Persönlich und liebevoll

Der Herbst erinnert an die Vergänglichkeit des Lebens und zu keiner anderen Zeit rücken unsere Friedhof so in das Bewusstsein der Menschen als im Monat November. Während sich die intensiven Farben der Natur verabschieden, sorgt ein liebevoller und persönlicher Grabschmuck dafür, dass die Gräber unserer Verstorbenen nicht trostlos wirken.
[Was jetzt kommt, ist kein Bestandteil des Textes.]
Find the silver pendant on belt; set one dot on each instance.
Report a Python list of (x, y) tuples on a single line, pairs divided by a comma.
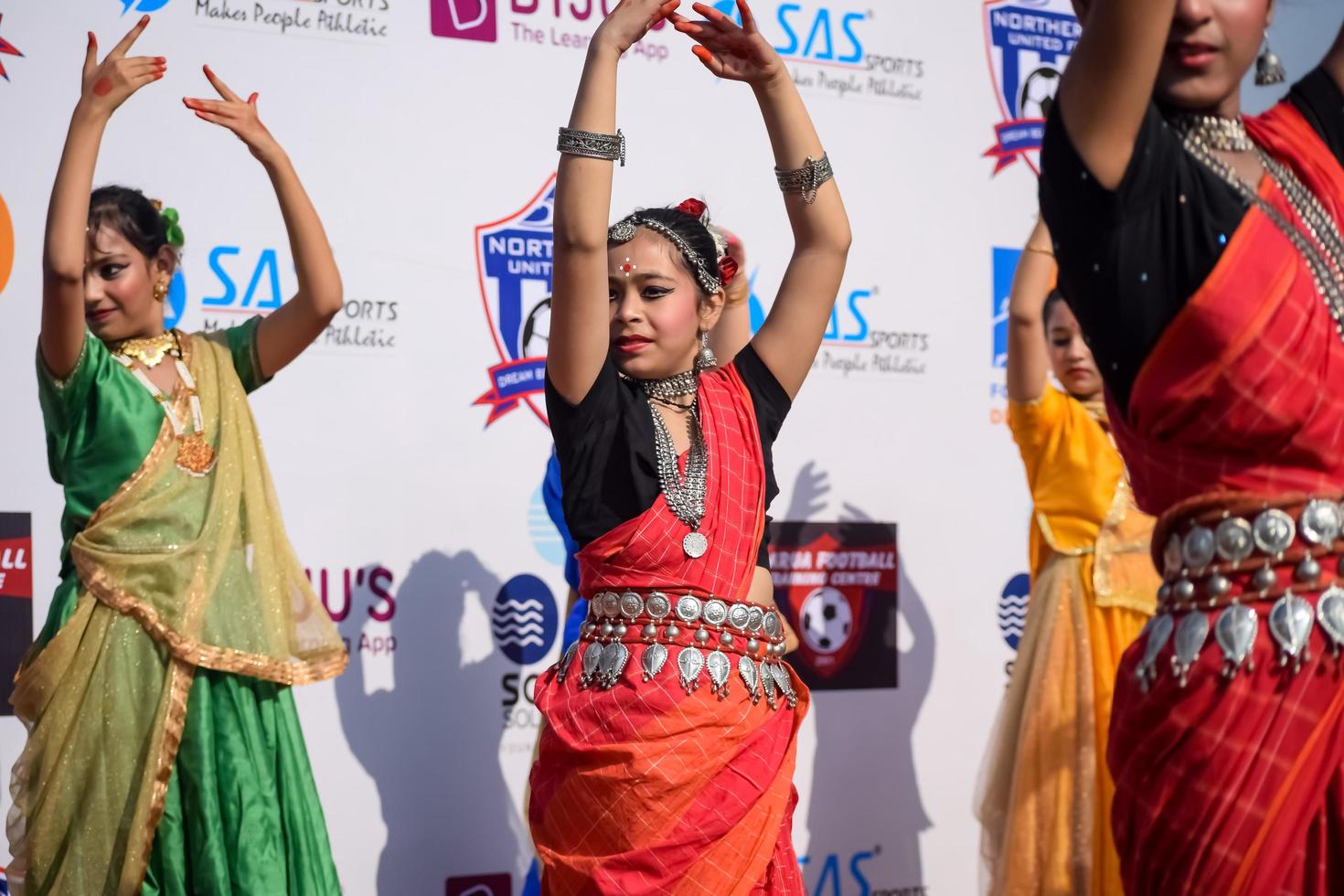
[(592, 657), (689, 663), (750, 677), (655, 657), (1329, 613), (768, 686), (563, 669), (614, 656), (1191, 635), (1290, 623), (781, 677), (720, 670), (1235, 635), (1158, 633)]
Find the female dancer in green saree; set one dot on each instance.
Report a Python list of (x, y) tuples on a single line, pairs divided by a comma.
[(165, 753)]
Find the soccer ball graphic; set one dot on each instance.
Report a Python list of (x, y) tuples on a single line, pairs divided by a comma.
[(826, 620), (1038, 93), (537, 329)]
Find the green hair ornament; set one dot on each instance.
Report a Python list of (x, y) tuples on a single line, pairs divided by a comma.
[(172, 229)]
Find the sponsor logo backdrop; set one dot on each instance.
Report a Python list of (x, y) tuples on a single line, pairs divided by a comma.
[(408, 445)]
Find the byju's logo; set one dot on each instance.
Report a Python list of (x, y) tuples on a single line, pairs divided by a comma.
[(514, 272), (1012, 609), (525, 620), (143, 5), (1029, 43), (464, 19)]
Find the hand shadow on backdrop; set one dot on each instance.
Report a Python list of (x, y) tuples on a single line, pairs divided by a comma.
[(837, 795), (432, 744)]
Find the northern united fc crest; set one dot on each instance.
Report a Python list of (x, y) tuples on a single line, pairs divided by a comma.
[(514, 269), (1029, 43)]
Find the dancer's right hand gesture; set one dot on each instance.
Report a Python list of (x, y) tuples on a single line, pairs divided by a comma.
[(631, 20), (111, 82)]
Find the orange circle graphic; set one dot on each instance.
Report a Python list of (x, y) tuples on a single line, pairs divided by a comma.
[(5, 245)]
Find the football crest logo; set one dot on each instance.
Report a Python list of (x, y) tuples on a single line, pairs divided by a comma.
[(1029, 43)]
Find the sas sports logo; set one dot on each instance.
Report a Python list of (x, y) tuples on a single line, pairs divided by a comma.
[(7, 50), (525, 620), (514, 272), (1029, 43), (1012, 609)]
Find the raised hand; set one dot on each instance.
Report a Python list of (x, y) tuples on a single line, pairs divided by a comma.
[(109, 83), (238, 116), (632, 19), (737, 53)]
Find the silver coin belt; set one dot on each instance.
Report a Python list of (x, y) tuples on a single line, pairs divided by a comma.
[(707, 633), (1221, 560)]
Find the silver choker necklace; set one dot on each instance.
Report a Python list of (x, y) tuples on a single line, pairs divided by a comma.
[(677, 386), (684, 493), (1223, 134)]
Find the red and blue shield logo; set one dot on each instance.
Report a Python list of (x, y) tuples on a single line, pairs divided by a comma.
[(1029, 43), (514, 268)]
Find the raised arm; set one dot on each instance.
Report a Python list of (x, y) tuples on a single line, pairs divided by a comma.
[(580, 316), (1109, 80), (789, 338), (732, 329), (293, 326), (105, 86), (1029, 363)]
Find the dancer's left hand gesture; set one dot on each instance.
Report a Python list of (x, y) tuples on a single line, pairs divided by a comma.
[(238, 116), (728, 50)]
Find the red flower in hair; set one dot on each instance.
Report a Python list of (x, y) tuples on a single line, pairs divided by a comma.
[(728, 269), (692, 208)]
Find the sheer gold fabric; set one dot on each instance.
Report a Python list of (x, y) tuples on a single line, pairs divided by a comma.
[(176, 572)]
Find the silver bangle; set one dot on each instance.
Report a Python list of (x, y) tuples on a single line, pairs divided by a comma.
[(808, 179), (593, 145)]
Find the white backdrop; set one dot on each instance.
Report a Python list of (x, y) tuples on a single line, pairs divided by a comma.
[(414, 123)]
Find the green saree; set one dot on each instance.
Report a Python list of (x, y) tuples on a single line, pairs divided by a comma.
[(165, 752)]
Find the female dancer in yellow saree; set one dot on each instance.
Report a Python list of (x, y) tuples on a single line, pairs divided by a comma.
[(1046, 795), (165, 752)]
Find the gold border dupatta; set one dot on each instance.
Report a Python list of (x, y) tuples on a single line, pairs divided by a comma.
[(175, 572)]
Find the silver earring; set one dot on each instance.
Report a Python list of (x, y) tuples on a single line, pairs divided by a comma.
[(1269, 68), (705, 359)]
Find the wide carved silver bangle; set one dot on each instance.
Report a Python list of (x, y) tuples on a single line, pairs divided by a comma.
[(593, 145), (808, 179)]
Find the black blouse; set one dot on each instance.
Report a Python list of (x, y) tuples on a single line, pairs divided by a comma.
[(1131, 258), (609, 469)]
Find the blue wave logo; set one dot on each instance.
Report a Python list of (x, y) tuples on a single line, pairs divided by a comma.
[(546, 538), (525, 620), (1012, 609), (143, 5)]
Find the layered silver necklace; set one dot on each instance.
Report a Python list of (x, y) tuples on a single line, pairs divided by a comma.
[(1315, 234), (684, 493)]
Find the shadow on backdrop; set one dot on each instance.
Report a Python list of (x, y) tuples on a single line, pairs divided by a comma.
[(432, 743), (851, 815)]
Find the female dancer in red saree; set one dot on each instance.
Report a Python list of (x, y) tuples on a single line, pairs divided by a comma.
[(667, 759), (1201, 255)]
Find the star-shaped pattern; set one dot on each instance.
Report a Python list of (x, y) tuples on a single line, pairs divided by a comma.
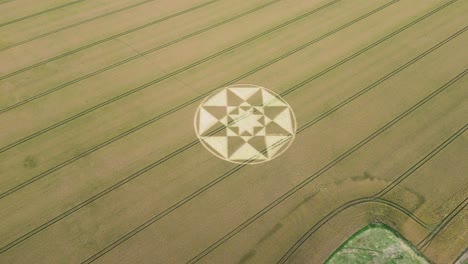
[(245, 123)]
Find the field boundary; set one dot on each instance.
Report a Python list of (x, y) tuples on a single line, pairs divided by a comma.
[(349, 204), (131, 177), (426, 241)]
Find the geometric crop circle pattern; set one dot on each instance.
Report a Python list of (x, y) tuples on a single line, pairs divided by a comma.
[(245, 123)]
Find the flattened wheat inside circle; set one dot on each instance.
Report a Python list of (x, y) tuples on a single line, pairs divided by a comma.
[(242, 123)]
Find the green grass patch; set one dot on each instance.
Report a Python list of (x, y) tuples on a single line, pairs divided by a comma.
[(376, 243)]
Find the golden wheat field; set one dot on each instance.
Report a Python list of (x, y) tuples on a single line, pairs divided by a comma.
[(102, 159)]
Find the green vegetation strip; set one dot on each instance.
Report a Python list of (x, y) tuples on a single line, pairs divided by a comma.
[(376, 243)]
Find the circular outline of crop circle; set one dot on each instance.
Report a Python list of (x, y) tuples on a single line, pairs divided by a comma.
[(249, 161)]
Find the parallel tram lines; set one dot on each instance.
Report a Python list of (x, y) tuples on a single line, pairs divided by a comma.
[(172, 208)]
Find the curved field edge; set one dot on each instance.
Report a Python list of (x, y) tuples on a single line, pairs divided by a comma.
[(367, 245)]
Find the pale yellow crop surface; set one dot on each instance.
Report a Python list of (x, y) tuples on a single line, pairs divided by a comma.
[(99, 160)]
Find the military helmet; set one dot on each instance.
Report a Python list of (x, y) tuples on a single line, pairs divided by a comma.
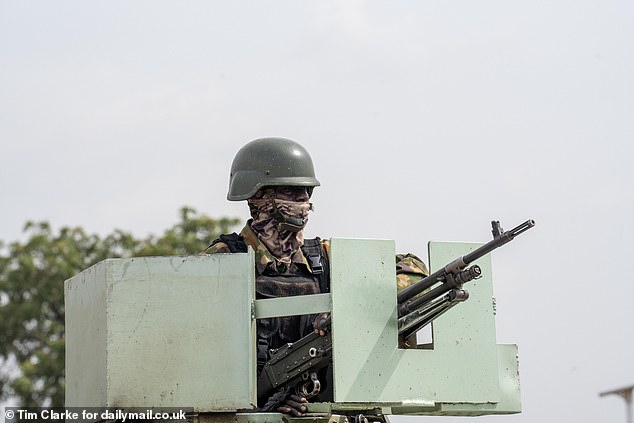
[(269, 162)]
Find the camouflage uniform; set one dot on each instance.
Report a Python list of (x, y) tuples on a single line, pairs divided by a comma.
[(409, 268)]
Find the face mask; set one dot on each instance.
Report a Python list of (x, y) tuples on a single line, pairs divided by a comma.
[(278, 222)]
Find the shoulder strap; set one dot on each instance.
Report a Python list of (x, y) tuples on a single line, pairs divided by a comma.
[(318, 262), (234, 241)]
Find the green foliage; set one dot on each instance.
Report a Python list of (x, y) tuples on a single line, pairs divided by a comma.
[(32, 276)]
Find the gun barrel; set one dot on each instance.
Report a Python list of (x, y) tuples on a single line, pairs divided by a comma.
[(455, 268)]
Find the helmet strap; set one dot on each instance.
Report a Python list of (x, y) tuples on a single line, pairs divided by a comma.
[(288, 223)]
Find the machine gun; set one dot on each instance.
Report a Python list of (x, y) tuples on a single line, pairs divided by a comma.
[(414, 313), (294, 367)]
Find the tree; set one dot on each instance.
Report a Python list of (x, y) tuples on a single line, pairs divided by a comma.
[(32, 276)]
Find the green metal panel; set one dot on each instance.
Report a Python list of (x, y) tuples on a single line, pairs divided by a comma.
[(170, 332), (292, 306), (368, 365)]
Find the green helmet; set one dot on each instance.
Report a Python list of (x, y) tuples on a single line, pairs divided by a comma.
[(269, 162)]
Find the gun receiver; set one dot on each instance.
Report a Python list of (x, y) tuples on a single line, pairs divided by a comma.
[(414, 313), (295, 366)]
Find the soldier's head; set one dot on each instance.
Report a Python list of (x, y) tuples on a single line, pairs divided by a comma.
[(277, 177)]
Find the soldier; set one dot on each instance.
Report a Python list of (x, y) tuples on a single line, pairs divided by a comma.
[(276, 177)]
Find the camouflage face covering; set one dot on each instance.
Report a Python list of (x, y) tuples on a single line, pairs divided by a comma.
[(281, 242)]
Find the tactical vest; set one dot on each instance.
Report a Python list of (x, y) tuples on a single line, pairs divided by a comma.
[(276, 332)]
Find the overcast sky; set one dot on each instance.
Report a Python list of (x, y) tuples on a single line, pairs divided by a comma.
[(425, 120)]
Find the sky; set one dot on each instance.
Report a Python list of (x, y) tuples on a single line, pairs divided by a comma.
[(425, 121)]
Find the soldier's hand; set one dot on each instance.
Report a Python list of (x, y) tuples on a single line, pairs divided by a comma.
[(321, 323), (294, 406)]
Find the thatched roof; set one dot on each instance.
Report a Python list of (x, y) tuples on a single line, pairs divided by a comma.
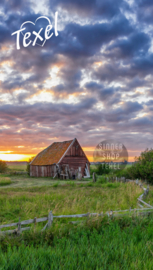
[(52, 154)]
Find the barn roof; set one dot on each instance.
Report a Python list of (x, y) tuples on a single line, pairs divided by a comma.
[(52, 154)]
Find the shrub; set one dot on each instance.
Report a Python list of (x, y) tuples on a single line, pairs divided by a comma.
[(3, 166), (103, 169), (143, 167)]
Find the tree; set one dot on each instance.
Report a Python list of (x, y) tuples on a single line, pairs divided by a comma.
[(28, 165), (143, 167), (3, 166)]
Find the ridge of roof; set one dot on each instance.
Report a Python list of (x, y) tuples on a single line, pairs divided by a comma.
[(52, 154)]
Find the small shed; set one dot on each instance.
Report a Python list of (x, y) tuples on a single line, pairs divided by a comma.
[(61, 159)]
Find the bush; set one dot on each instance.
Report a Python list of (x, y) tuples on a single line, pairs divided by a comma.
[(3, 166), (103, 169), (143, 168)]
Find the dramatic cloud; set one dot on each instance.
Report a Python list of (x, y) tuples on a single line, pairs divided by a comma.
[(93, 81)]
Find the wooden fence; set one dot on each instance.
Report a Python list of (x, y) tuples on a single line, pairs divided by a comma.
[(140, 211)]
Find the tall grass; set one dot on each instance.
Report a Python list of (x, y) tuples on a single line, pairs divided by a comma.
[(33, 202), (5, 181), (119, 244)]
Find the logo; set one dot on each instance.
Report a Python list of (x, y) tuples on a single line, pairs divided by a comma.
[(36, 37), (112, 154)]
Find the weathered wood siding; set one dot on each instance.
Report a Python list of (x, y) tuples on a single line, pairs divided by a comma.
[(42, 171), (75, 158)]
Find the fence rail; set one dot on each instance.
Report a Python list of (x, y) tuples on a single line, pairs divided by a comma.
[(140, 211)]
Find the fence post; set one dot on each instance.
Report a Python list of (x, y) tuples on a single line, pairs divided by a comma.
[(35, 221), (50, 219), (19, 227)]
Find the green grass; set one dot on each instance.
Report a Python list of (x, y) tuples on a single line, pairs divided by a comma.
[(70, 198), (97, 243), (117, 244), (5, 181), (17, 167), (25, 181)]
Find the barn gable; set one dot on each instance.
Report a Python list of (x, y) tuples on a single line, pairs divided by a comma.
[(57, 155), (51, 154)]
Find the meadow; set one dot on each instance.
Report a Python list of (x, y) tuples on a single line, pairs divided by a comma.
[(93, 243)]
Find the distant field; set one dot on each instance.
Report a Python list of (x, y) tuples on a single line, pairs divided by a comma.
[(66, 199), (17, 167)]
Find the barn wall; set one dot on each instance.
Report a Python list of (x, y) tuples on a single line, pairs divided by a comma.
[(42, 171), (75, 162)]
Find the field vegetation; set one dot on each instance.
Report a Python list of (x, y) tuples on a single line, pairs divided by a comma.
[(93, 243)]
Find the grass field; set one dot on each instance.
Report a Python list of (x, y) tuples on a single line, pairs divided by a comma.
[(70, 198), (114, 244), (19, 168), (97, 243)]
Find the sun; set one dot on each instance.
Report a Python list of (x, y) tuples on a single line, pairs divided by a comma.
[(15, 157)]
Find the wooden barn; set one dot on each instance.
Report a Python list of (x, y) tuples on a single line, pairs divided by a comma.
[(65, 160)]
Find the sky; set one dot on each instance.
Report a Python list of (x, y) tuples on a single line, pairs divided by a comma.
[(93, 81)]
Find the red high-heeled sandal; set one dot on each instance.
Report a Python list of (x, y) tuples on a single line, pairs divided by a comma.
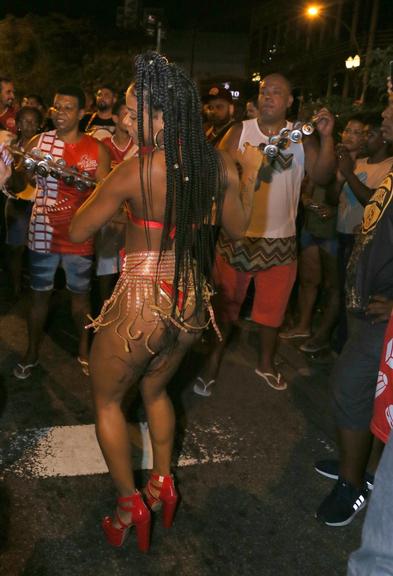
[(160, 491), (140, 518)]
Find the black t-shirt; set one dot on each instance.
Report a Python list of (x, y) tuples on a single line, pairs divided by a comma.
[(370, 269)]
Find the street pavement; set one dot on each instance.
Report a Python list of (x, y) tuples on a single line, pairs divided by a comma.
[(243, 465)]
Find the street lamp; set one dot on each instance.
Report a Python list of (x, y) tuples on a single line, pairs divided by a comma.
[(352, 62), (313, 11)]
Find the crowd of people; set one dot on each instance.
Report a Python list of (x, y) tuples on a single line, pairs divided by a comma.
[(178, 208)]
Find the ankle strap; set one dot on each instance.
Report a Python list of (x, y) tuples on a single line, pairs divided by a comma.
[(128, 500), (158, 478)]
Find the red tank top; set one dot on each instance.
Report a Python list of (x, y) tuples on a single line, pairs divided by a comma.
[(57, 203)]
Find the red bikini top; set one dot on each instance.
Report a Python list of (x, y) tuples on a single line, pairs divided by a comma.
[(151, 224)]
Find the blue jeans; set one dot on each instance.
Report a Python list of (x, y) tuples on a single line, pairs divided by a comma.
[(78, 271), (375, 555)]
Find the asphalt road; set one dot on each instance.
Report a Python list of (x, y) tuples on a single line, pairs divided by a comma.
[(243, 464)]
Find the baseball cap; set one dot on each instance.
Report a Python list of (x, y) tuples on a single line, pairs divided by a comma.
[(218, 92)]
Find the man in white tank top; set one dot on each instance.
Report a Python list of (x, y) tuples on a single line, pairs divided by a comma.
[(268, 251)]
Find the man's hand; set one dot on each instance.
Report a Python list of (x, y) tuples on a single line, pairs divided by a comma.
[(325, 122), (379, 309), (323, 211)]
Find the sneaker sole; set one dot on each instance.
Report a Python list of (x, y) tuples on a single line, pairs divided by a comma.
[(370, 486), (344, 522)]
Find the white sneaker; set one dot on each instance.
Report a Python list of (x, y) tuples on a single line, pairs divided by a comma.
[(202, 388)]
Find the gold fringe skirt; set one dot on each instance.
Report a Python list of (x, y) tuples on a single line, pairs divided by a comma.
[(146, 281)]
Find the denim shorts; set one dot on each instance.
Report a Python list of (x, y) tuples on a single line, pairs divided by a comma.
[(329, 245), (78, 271), (355, 374), (17, 218)]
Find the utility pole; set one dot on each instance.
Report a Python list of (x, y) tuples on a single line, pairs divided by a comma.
[(370, 45), (332, 67), (353, 42)]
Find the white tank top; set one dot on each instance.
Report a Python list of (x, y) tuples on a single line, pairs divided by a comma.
[(276, 202)]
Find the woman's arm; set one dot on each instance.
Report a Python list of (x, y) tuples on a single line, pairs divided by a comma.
[(5, 165), (238, 199), (105, 201)]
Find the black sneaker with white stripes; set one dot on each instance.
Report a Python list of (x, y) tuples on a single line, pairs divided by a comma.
[(330, 468), (342, 504)]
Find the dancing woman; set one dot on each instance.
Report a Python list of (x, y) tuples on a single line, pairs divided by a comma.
[(161, 302)]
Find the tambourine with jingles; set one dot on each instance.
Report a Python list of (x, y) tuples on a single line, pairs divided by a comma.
[(273, 150), (38, 162)]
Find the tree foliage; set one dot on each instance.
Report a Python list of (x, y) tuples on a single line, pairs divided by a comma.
[(42, 53), (379, 69)]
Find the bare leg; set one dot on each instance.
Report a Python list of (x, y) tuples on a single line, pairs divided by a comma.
[(332, 297), (37, 315), (80, 304), (217, 348), (112, 377), (268, 344), (106, 284), (310, 278), (375, 455), (14, 264), (159, 409), (355, 449)]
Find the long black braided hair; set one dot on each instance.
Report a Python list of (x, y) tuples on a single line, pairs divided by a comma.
[(194, 171)]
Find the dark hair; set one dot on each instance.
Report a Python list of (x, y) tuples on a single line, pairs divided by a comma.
[(38, 98), (253, 100), (361, 118), (373, 119), (284, 78), (74, 91), (29, 110), (106, 87), (117, 106), (194, 170)]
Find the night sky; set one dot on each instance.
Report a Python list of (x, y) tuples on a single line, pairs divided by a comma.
[(209, 15)]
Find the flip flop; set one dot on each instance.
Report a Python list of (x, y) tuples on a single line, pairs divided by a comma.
[(276, 382), (291, 335), (23, 371), (84, 365), (202, 388)]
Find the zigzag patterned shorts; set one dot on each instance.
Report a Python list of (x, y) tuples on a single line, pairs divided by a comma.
[(272, 290)]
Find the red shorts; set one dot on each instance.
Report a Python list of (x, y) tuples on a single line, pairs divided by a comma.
[(272, 290)]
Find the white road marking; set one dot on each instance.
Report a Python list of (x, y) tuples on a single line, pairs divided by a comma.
[(74, 451)]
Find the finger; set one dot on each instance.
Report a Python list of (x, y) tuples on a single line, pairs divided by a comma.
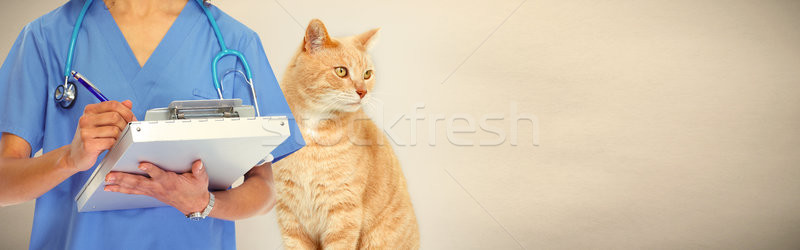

Die badischen Friedhofsgärtner verwandeln jetzt so manches Grab in ein kleines Kunstwerk, was nicht nur rund um die Totengedenktage, sondern auch in der anschließenden Vorweihnachtszeit angesagt ist.

Zu Allerheiligen, Allerseelen, Totensonntag und dem konfessionsübergreifenden Volkstrauertag werden die Grabstätten noch ein letztes Mal geschmückt und für die kalten Tage gerüstet. Jetzt, wo die meisten Blumen auf den Gräbern verblüht sind, sorgen kunstvolle Winterabdeckungen für Beständigkeit. Gekonnt umgesetzt ziert die Kombination aus schützender Abdeckung und kreativem Winterschmuck das Grab in vielen Fällen bis zum Frühjahr. „Wir verwenden im Winter unterschiedliche Tannenzweige und verschiedenes Koniferengrün. In akribischer Feinarbeit lassen sich so sehr schöne Effekte erzielen“, erklärt Friedhofsgärtner Christof Hilligardt aus Pforzheim. Besonders dekorativ sind gesteckte Muster aus frischen Zweigen von Blaufichte, Edeltanne, Scheinzypresse oder Wachholder. Mit den roten Beeren von Stechpalme, Eibe oder Strauchmispel ergeben sich zudem reizvolle Kontraste. Ebenso wie die immergrüne, bodendeckende Bepflanzung symbolisiert die Winterabdeckung eine Decke, die sich schützend über den Verstorbenen ausbreitet.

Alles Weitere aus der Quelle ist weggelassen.